Paul then goes on to encourage the brethren to take note of his life and seek to live likewise. There are many who started off well only to turn aside or plateau in their Christian experience and walk. One of the prominent tools of the enemy is to take a person off course through an OFFENSE. In my own personal walk through the years I have seen this happen over and over again. There is something about an offense that gets to the core of the heart. It can be so subtle and seemingly insignificant but yet be the ruin of a promising life for God. I have seen it and it has happened to people of very high calibre. It sobers me and helps me to be warned of its deadly potential. Nothing tests a heart more (in my opinion) then the potential to be offended. To counter an offense one must learn to choose to yield to God’s available grace. It is available provided we choose to seek for it. The problem is we often like to stew and brood over an offense. It makes us feel good and justified, especially when we may even be right. Paul recognized his need to die daily and to grow in God’s daily provision of grace. He recognized that he was a product of His grace and so must we.
Paul speaks of those who have now become enemies of the Cross. This group oftentimes represents the greatest hindrance in going on in the Lord. They are a group that take issues with moral absolutes whereby making allowances for things that are contrary to scripture. They speak against those who seek to uphold godly standards and lay hold of hearts that are yet uncircumcised whereby gaining to themselves a following. This is why Paul exhorts them to be followers of him and his example. The same is true today. Slowly but surely the absolute standards of God’s Word are being chipped away.
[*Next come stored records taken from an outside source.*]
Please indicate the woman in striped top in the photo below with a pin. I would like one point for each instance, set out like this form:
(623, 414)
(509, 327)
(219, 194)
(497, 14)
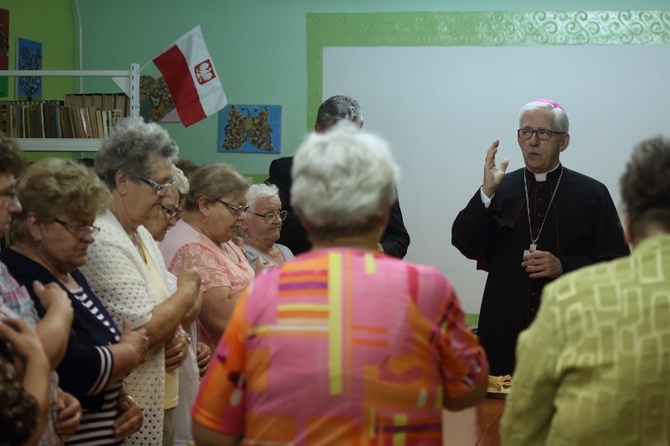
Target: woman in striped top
(60, 202)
It is often subtle at the first but once the door is opened it’s a matter of time before the floodgates are broken down.
Finally Paul encourages the saints at Philippi to have their conversation and way of life centered on heavenly rather than earthly things. We are pilgrims on a journey to the celestial city, an eternal city to be forever with the Lord. This earth and the way of life we know will soon pass away and be no more. Today we are 2000 years closer to the time when Paul spoke these words. We have to live in this world and we need to be salt and light to this world but our aim must be towards that heavenly city, the city whose founder and maker is God. In short, we need to have the vision and obedience to the faith as Abraham did. This is what Paul is exhorting the Philippian brethren towards and it is a message for us today.